The exact ground state is a solution to

$\hat{H} | \Psi \rangle = E | \Psi \rangle$

where $$| \Psi \rangle$$ and $$E$$ are expanded in orders of the perturbation

$| \Psi \rangle = \sum_{k=0}^\infty | \Psi^{(k)} \rangle; \qquad E = \sum_{k=0}^\infty E^{(k)}$

From RSPT, we get

\begin{align*} E^{(0)} & = {\cal E}_0 \\ E^{(1)} & = \langle \Psi_\mathrm{HF} | \hat{\Phi} | \Psi_\mathrm{HF} \rangle = -\frac{1}{2} \sum_{i,j}^\mathrm{occ} \langle ij \| ij \rangle \end{align*}

so that

$E_{\mathrm{HF}} = E^{(0)} + E^{(1)}$

The first-order correction to the wave function is obtained from the RSPT master equation

$| \Psi^{(1)} \rangle = -\frac{1}{4} \sum_{i,j}^\mathrm{occ} \sum_{a,b}^\mathrm{virt} t_{ij}^{ab} | \Psi_{ij}^{ab} \rangle ; \qquad t_{ij}^{ab} = \frac{\langle ab \| ij \rangle}{{\cal E}_{ij}^{ab}}$

and, in terms of the introduced $$t$$-amplitudes, we thereby get a second-order energy correction equal to

$E^{(2)} = - \frac{1}{4} \sum_{i,j}^\mathrm{occ} \sum_{a,b}^\mathrm{virt} t_{ij}^{ab} \langle ij || ab \rangle$

such that

$E_{\mathrm{MP2}} = E_{\mathrm{HF}} + E^{(2)}$

### Closed-shell reference state#

For a closed-shell Hartree–Fock state, the MP2 energy correction can be written in terms of sums referring to molecular orbitals (MOs)

$E^{(2)} = E_{\mathrm{os}}^{(2)} + E_{\mathrm{ss}}^{(2)}$

where

\begin{align*} E_{\mathrm{os}}^{(2)} & = - \sum_{i,j}^\mathrm{occ} \sum_{a,b}^\mathrm{virt} \frac{(ia|jb)(ia|jb)}{{\cal E}_{ij}^{ab}} \\ E_{\mathrm{ss}}^{(2)} & = - \sum_{i,j}^\mathrm{occ} \sum_{a,b}^\mathrm{virt} \frac{(ia|jb)}{{\cal E}_{ij}^{ab}} \big[ (ia|jb) - (ib|ja) \big] \\ \end{align*}

The chemist’s notation has here been used for the integrals.

## Illustration#

Let us illustrate the theory with a calculation of the MP2 energy of water.

import veloxchem as vlx

h2o_xyz = """3
water
O    0.000000000000        0.000000000000        0.000000000000
H    0.000000000000        0.740848095288        0.582094932012
H    0.000000000000       -0.740848095288        0.582094932012
"""

nocc = molecule.number_of_alpha_electrons()
nvirt = basis.get_dimension_of_basis(molecule) - nocc

print("Number of occupied orbitals:", nocc)
print("Number of unoccupied orbitals:", nvirt)

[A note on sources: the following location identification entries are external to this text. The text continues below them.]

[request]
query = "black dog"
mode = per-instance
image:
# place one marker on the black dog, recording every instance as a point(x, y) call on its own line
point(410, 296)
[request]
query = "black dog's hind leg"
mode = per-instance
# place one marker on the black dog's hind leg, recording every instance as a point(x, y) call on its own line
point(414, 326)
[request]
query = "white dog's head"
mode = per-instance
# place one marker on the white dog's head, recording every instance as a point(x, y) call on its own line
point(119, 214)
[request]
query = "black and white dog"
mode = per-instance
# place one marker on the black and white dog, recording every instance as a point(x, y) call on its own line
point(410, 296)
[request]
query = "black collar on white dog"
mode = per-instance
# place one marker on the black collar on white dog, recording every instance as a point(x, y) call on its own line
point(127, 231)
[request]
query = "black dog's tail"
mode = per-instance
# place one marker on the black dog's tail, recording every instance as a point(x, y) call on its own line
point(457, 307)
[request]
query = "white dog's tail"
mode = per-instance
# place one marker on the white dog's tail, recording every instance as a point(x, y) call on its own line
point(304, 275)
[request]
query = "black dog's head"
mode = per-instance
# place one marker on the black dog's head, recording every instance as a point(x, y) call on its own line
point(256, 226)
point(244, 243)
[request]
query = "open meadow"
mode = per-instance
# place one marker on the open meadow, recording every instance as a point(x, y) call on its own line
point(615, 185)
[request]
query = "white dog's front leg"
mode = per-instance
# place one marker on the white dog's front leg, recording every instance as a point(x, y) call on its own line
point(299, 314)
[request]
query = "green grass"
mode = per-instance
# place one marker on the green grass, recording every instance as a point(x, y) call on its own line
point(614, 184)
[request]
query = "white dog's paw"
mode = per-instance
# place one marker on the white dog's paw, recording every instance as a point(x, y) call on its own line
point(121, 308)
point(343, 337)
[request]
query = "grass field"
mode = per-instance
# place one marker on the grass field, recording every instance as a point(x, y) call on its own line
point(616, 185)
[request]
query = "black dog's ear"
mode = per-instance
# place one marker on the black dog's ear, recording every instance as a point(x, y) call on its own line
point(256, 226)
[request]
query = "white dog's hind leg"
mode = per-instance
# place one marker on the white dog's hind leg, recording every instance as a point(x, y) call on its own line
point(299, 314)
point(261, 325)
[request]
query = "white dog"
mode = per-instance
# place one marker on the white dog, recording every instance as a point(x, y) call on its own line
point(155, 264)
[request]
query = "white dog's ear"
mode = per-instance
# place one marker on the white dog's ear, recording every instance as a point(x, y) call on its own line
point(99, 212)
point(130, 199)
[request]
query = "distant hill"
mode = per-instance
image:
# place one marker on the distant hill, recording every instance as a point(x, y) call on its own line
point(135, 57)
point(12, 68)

Number of occupied orbitals: 5
Number of unoccupied orbitals: 19

molecule.show()


You appear to be running in JupyterLab (or JavaScript failed to load for some other reason). You need to install the 3dmol extension:
jupyter labextension install jupyterlab_3dmol

### Hartree–Fock reference state#

scf_drv = vlx.ScfRestrictedDriver()
scf_drv.ostream.mute()
scf_results = scf_drv.compute(molecule, basis)


We obtain the orbital energies.

E = scf_results["E"]


### Integrals in the MO basis#

We create an instance of the MOIntegralsDriver class to get the electron repulsion integrals in the MO basis and in the chemist’s notation.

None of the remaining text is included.